- Born: February 19, 1966 (age 60) Chiplun, Maharashtra, India
- Occupations: Actor; comedian;
- Spouse: Prerna More

= Prabhakar More (actor) =

Indian actor and comedian

Prabhakar More (born 19 February 1966) is an Indian actor and comedian. He currently works in the Marathi-language TV show Maharashtrachi Hasyajatra. He played supporting roles in the films Panghrun, Thackeray, Bodkyacha Bajirao, and Varhadi Vajantri.

== Early life ==
Prabhakar More was born in Chiplun and grew up in Wahal-Morewadi, Chiplun taluka of Ratnagiri district. He completed his schooling from Wahal high school, further education was done in DBJ college in Chiplun.

== Career ==
Prabhakar More made his theater debut with the plays of Santosh Pawar.
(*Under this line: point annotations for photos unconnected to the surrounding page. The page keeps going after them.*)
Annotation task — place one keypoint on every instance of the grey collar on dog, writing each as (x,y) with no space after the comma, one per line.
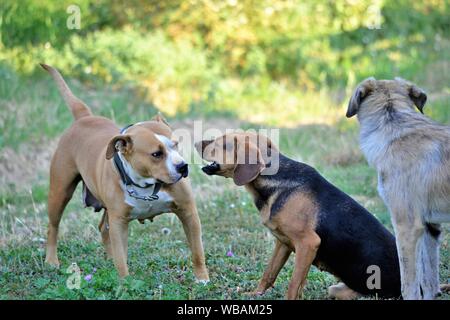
(129,183)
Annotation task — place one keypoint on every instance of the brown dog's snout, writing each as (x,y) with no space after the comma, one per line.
(201,145)
(183,169)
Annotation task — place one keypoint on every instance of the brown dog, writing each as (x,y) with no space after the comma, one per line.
(308,216)
(133,174)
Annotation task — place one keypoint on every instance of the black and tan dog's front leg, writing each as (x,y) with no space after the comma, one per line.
(188,215)
(279,257)
(306,246)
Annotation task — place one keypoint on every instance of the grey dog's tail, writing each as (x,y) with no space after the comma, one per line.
(79,108)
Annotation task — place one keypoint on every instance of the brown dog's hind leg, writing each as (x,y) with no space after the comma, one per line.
(118,234)
(340,291)
(62,186)
(104,229)
(280,256)
(306,247)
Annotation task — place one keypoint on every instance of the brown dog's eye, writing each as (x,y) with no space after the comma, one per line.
(157,154)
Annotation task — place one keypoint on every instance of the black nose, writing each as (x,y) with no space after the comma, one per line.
(183,169)
(211,168)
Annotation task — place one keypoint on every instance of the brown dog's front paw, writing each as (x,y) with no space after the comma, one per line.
(52,261)
(254,293)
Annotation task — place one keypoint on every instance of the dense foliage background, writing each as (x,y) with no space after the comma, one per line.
(218,54)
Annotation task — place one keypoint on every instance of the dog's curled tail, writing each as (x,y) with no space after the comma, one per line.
(79,108)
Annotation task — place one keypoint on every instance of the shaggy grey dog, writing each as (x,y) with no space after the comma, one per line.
(411,154)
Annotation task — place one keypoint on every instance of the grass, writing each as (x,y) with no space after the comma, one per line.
(159,263)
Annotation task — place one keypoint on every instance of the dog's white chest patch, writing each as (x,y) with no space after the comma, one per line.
(143,209)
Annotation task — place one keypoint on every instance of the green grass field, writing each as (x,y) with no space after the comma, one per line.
(159,263)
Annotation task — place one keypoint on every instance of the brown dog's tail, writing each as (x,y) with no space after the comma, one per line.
(79,108)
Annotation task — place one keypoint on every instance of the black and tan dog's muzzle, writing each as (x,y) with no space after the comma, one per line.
(211,168)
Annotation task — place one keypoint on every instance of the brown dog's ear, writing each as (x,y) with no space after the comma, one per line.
(363,89)
(122,143)
(418,96)
(252,165)
(201,145)
(160,118)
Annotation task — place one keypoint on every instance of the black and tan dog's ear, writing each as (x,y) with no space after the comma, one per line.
(418,96)
(201,145)
(160,118)
(249,164)
(362,91)
(121,143)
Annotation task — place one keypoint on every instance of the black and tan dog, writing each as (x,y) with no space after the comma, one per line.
(307,215)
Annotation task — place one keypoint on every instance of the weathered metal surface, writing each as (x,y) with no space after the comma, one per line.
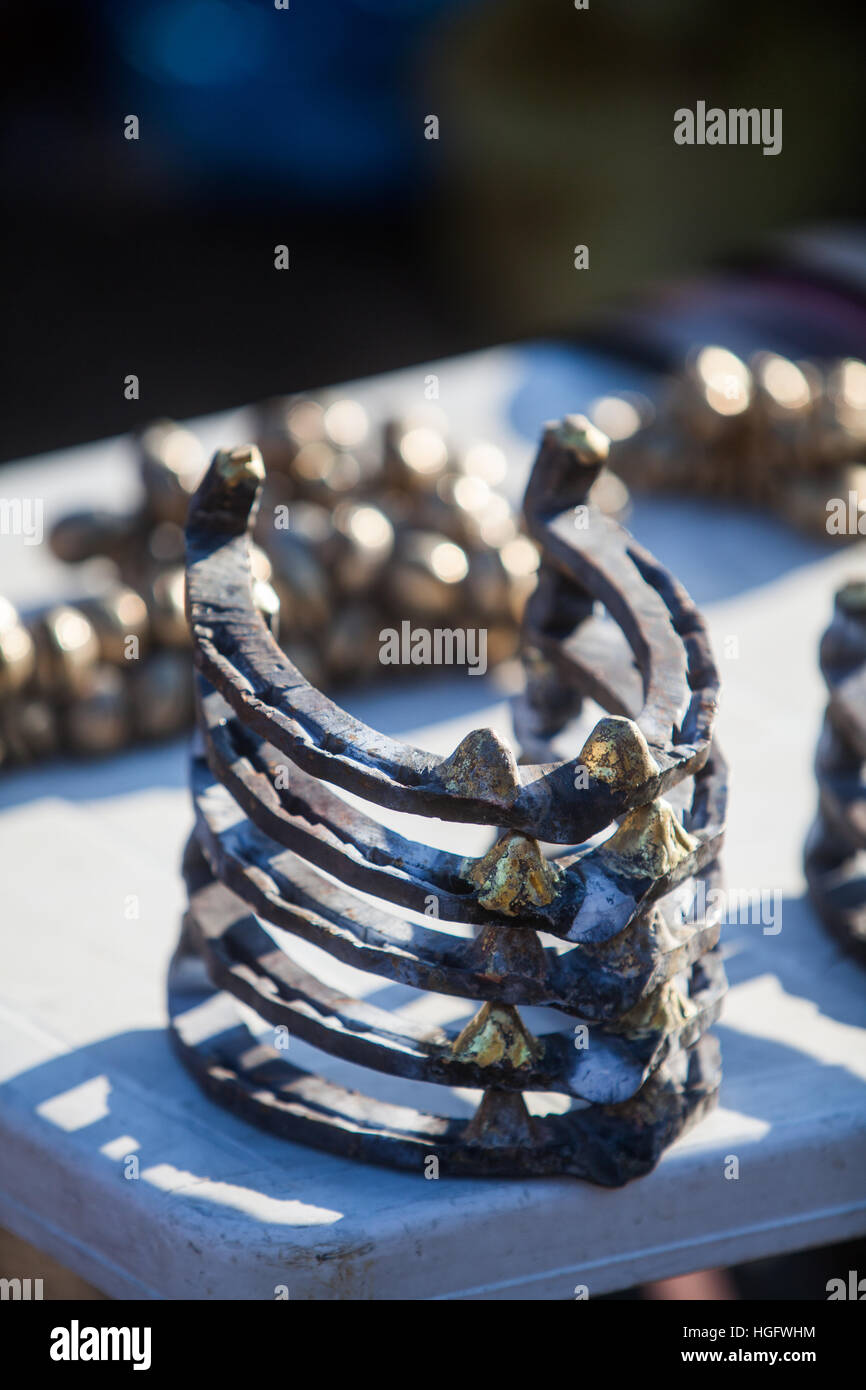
(626,951)
(836,847)
(270,695)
He garnered popularity among the audience with his performances in many dramas. More has played the role of comedian and supporting actor in many serials and films. He acted in the films Kutumb (2012), Katti Batti (2015), Bai Go Bai (2015), Takatak (2019). Prabhakar More's comedy style in programs like Comedychi Bullet Train, Maharashtrachi Hasyajatra got the audience's vogue. He rose to fame after featured in the TV comedy show Maharashtrachi Hasyajatra. Apart from this he worked in the serial Post Office Ughada Aahe alongside Makarand Anaspure and Samir Choughule. He has also acted in Mahesh Manjrekar's biographical film Bhai: Vyakti Ki Valli and Panghrun. In 2022, he was featured in Dhondi Champya - Ek Prem Katha.

== Filmography ==

=== Film ===

Year: Film; Role; Notes; Ref(s)
2008: Bodkyacha Bajirao
2012: Kutumb; Baban
2015: Katti Batti; Hindi film
Bai Go Bai
2019: Takatak; Baban
Black Label: Constable; short film
Bhai: Vyakti Ki Valli: based on Pu La Deshpande
Thackeray: Wamanrao Mahadik
2022: Panghrun; Lakhoba
Varhadi Vajantri
Dhondi Champya - Ek Prem Katha
2025: Last Stop Khanda
2026: Lagnacha Shot; Railway ticket collector

===Web series===
- RaanBaazaar as Palande's friend

=== Television ===

- Maharashtrachi Hasyajatra
- Post Office Ughada Aahe
- Comedychi Bullet Train
- Mi Punha Yein

== Other work ==
More joined the Nationalist Congress Party in the presence of Ajit Pawar at the NCP's head office in Mumbai, where he was given the post of Chairman of Cultural Konkan Department. The NCP stated that official gambling is occurring through online rummy. Speaking about this, More stated that "other artists shouldn't do such commercials and that he would not promote rummy."